Wounded Knee
In the book Wounded Knee: Party Politics and the Road to an American Massacre, author Heather Cox Richardson explores the tragedy of the massacre at Wounded Knee. Besides the incident itself where some 300 members of the Sioux nation were murdered by American military troops, Richardson examines the political power behind the decision to use military force to force westward expansion of white Americans. She argues that it is the actions of these men who worked behind desks and closed doors who are responsible for what happened at Wounded Knee.
The author of the book is a history professor at the University of Massachusetts at Amherst. Besides the book Wounded Knee: Party Politics and the Road to an American Massacre, she has written about other aspects of American history. Her works include West from Appomattox, The Greatest Nation of the Earth, and The Death of Reconstruction. From these texts it is clear that she is heavily interested in the antebellum and post-Civil War periods from American history.

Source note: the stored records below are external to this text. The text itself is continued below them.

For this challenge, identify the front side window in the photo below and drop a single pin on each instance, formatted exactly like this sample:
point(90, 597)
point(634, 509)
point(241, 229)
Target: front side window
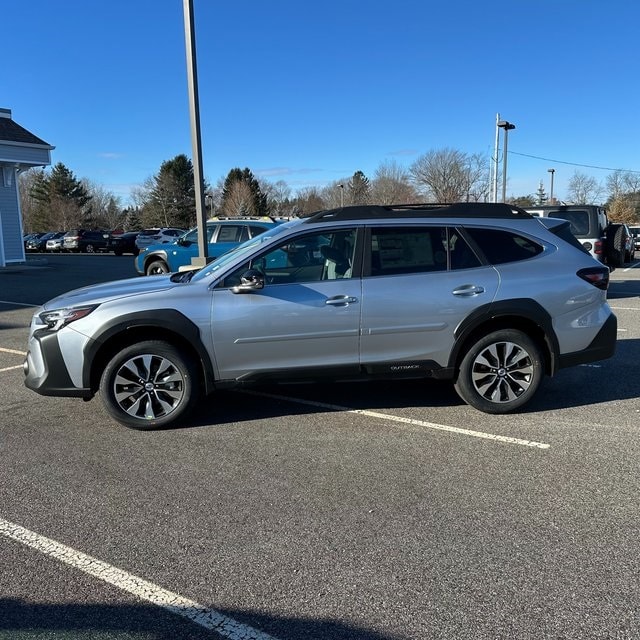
point(230, 233)
point(406, 250)
point(312, 257)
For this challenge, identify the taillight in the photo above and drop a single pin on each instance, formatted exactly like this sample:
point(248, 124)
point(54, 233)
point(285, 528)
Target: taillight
point(597, 276)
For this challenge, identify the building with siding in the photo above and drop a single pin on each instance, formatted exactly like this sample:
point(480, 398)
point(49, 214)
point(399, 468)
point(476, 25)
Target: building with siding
point(19, 150)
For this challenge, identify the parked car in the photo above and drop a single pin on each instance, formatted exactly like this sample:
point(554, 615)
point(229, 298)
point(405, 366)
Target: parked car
point(635, 232)
point(54, 243)
point(38, 241)
point(591, 226)
point(164, 235)
point(490, 298)
point(84, 240)
point(222, 235)
point(30, 236)
point(123, 243)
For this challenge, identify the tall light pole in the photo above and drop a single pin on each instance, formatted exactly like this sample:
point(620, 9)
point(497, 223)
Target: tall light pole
point(194, 111)
point(507, 126)
point(494, 164)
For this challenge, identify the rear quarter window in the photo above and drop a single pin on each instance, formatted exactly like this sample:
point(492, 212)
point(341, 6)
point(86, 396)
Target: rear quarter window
point(500, 246)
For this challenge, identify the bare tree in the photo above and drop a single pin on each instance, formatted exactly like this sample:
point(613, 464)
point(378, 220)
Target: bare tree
point(308, 201)
point(449, 175)
point(583, 189)
point(239, 199)
point(106, 209)
point(278, 197)
point(335, 194)
point(392, 185)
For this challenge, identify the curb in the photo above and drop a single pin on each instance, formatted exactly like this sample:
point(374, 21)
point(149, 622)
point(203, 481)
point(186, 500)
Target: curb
point(28, 265)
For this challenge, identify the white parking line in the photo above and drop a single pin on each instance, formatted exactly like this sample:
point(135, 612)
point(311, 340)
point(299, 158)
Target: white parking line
point(19, 304)
point(420, 423)
point(18, 353)
point(208, 618)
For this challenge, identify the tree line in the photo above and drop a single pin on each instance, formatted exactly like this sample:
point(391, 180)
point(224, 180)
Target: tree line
point(55, 199)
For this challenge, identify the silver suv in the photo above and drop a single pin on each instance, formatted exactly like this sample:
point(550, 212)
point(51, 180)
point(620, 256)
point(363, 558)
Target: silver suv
point(485, 295)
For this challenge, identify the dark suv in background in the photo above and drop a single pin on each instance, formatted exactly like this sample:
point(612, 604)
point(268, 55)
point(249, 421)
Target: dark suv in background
point(85, 240)
point(608, 242)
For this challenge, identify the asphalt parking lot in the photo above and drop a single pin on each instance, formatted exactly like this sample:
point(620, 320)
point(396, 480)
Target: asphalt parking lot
point(364, 511)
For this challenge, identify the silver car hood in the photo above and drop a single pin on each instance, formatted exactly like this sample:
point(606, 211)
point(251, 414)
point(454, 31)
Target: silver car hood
point(98, 293)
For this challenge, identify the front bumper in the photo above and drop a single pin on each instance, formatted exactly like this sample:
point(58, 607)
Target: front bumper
point(45, 370)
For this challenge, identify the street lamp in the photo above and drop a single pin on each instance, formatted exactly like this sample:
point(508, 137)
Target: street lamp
point(551, 171)
point(507, 126)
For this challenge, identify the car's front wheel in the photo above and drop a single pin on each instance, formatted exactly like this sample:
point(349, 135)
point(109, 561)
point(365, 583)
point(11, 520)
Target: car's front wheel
point(501, 372)
point(156, 268)
point(150, 385)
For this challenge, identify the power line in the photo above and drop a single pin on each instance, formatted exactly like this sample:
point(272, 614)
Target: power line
point(573, 164)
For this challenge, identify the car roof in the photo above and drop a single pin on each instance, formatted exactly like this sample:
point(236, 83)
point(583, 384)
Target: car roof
point(430, 210)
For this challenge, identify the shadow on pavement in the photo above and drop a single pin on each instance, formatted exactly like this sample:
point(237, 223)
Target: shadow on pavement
point(24, 621)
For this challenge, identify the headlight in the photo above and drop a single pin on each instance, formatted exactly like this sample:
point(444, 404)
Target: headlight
point(59, 318)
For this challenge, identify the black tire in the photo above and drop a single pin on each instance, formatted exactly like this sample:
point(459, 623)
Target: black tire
point(156, 268)
point(150, 385)
point(501, 372)
point(615, 245)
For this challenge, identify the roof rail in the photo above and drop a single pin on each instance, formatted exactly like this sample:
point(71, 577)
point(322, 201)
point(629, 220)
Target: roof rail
point(426, 210)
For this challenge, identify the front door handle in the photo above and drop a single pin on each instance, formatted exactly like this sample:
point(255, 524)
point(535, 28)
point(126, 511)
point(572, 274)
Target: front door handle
point(468, 290)
point(341, 301)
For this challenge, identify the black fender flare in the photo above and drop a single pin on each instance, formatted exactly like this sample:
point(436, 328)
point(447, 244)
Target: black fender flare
point(167, 321)
point(527, 310)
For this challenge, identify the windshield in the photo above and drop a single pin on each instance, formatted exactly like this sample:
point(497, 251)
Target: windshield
point(242, 249)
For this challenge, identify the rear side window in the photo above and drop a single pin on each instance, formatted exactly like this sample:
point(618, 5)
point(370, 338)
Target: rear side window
point(229, 233)
point(563, 231)
point(407, 250)
point(578, 219)
point(501, 246)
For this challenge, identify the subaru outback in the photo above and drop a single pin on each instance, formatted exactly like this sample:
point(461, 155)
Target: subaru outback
point(484, 295)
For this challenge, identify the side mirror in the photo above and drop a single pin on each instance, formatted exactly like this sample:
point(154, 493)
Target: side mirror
point(251, 280)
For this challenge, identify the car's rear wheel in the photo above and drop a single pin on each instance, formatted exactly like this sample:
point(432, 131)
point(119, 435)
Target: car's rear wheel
point(501, 372)
point(615, 245)
point(150, 385)
point(157, 268)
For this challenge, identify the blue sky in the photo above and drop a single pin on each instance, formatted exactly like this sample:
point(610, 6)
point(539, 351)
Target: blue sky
point(311, 92)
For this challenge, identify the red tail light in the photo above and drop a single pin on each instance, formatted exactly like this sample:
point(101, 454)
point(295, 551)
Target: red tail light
point(597, 276)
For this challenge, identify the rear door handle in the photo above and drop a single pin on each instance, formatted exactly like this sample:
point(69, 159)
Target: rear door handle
point(340, 301)
point(468, 290)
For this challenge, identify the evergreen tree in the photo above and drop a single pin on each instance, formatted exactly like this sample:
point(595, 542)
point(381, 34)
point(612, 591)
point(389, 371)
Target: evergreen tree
point(242, 196)
point(171, 199)
point(359, 189)
point(62, 200)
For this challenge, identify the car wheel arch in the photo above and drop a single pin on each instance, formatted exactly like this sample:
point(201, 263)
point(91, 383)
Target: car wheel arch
point(168, 325)
point(523, 314)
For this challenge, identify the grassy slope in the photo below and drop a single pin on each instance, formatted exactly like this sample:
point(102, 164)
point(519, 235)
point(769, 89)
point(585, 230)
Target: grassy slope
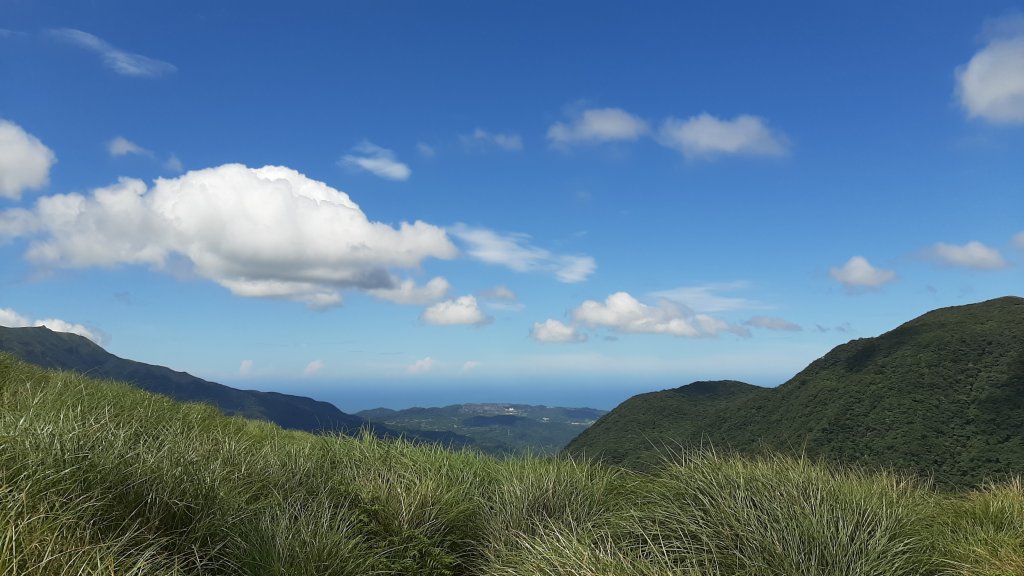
point(71, 352)
point(99, 478)
point(941, 396)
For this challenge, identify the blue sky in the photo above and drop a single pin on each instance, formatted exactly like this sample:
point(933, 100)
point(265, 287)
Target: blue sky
point(395, 203)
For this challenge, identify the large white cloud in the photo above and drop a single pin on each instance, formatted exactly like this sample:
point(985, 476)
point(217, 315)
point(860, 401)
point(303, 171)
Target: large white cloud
point(515, 252)
point(991, 84)
point(407, 292)
point(268, 232)
point(858, 273)
point(25, 162)
point(11, 319)
point(554, 331)
point(119, 60)
point(706, 136)
point(597, 125)
point(623, 313)
point(378, 161)
point(463, 310)
point(973, 254)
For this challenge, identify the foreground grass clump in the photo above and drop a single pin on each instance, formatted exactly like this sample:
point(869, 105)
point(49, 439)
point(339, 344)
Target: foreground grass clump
point(97, 478)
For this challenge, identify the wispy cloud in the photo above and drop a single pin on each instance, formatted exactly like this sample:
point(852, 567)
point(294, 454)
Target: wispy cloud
point(25, 161)
point(708, 136)
point(376, 160)
point(773, 323)
point(555, 331)
point(622, 313)
point(973, 254)
point(596, 126)
point(462, 311)
point(990, 85)
point(857, 273)
point(126, 64)
point(515, 252)
point(123, 147)
point(709, 297)
point(11, 319)
point(482, 137)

For her sources, Richardson uses both primary and secondary texts. She cites newspapers and other documents from the period in which the massacre took place which adds heavily to her authenticity and her viability. Other sources include interviews with Native Americans and texts written by other history scholars.
Scholars have been primarily supportive of Richardson's book. However, some sources, such as The Library Journal are negative in their reviews. This review in particular was not positive, stating that Richardson's connections are tenuous and that she neglects the fact that Native Americans were being massacred since the first European explorers set food in the New World. Her thesis is that the political powers of the period were responsible for the massacre, which is certainly true. However, her attitude is that this is a unique situation and that Harrison's administration was more evil than men who came before him, when this is not the case.
The major strength of the book is Richardson's apparent passion for the topic on which she writes. Richardson believes that the plight of the Native Americans and genocide of the nations and various tribes is one of the most disturbing aspects of American history and that not nearly enough attention has been given to these events. She places these murders on the same plane of evil as slavery. Although the horror of the war against native tribes has been given attention in recent decades, it is still not viewed with the same level of disgust as slavery. Through books like Richardson's, these atrocities can be given their proper weight and attention in the hopes that they never be committed again.